Pakistan.- UNICEF warns that more than 10 million people remain without safe water after floods

A group of women collect water from a hand pump in Rajanpur, Pakistan. – UNICEF/UN0804292/

More than 10 million people living in areas affected by catastrophic flooding in Pakistan six months ago remain without safe drinking water, leaving them with no alternative but to consume water that may be contaminated, the United Nations Children’s Fund (UNICEF) warned Tuesday.

The agency recalled that, before the floods, the drinking water supply system in Pakistan covered 92 percent of the population, although only 36 percent of the water was considered safe. The floods damaged most of the systems in the affected areas, leaving 5.4 million people, including 2.5 million children, dependent on contaminated water from ponds and wells.

»Safe drinking water is not a privilege, it is a basic human right,» said UNICEF Pakistan representative Abdullah Fadil. Yet every day, millions of children in Pakistan fight a losing battle against preventable waterborne diseases and the resulting malnutrition,» he lamented.

»We need the continued support of our donors to provide safe water, build toilets and deliver vital sanitation services to these children and families who need them most,» he said. UNICEF has explained that the lack of safe water and toilets, along with the continued proximity of vulnerable families to stagnant pools of water, are contributing to widespread outbreaks of waterborne diseases such as cholera, diarrhea, dengue fever and malaria.

In this vein, the agency has detailed that the number of people relieving themselves in the open has increased by more than fourteen percent in flood-affected regions, while the lack of adequate toilets is disproportionately affecting children, adolescent girls and women, who are at greater risk of embarrassment and violence when defecating in the open.

UNICEF has further emphasized that unsafe water and poor sanitation are the main underlying causes of malnutrition, before stressing that associated diseases, such as diarrhea, prevent children from getting the nutrients they need to stay healthy. In addition, malnourished children are more susceptible to waterborne diseases.

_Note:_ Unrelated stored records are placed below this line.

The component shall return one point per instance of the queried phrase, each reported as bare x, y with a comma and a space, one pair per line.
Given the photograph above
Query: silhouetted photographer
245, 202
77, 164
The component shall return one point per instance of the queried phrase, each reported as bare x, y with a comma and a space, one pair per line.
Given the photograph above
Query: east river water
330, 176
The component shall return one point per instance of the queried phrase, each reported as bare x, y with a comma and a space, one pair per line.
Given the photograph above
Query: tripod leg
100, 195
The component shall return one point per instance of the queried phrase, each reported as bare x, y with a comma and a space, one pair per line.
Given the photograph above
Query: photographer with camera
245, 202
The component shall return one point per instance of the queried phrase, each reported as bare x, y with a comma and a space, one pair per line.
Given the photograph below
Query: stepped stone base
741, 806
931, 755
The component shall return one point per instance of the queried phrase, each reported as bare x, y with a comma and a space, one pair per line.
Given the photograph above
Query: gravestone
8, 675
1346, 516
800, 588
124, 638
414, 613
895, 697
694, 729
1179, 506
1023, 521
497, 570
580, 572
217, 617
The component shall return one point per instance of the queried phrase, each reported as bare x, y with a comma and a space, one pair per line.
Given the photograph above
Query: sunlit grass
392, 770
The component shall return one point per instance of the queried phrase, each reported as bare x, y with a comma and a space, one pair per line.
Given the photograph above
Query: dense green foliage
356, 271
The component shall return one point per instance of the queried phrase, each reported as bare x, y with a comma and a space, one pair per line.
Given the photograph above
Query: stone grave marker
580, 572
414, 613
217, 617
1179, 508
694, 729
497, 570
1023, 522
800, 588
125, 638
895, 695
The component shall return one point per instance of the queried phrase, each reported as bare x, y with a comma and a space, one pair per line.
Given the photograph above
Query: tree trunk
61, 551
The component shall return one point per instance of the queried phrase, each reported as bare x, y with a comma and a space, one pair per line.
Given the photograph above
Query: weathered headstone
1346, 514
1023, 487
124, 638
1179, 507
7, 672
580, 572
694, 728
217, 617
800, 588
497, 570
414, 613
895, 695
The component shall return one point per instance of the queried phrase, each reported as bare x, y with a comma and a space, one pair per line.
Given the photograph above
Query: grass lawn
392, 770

He noted that one third of all child deaths worldwide are attributable to malnutrition and half of all cases of malnutrition are linked to infections caused by lack of access to clean water, adequate sanitation and good hygiene. In the specific case of Pakistan, malnutrition is associated with half of all child deaths.

The agency said that in flood-affected areas, more than 1.5 million children are already severely malnourished, and the numbers will only increase in the absence of safe drinking water and adequate sanitation, calling on the government and international donors to allocate resources to restore access to safe drinking water and toilets and to invest in climate-resilient water supply facilities and the use of renewable technologies such as solar pumping systems.

»It is imperative that the voices and needs of children in Pakistan are prioritized at all costs and that children are at the center of all post-flood recovery and resilience plans,» Fadil has stressed. UNICEF’s appeal for $173.5 million (about 162 million euros) to provide life-saving support to flood-affected women and children has so far received less than half of the funds needed.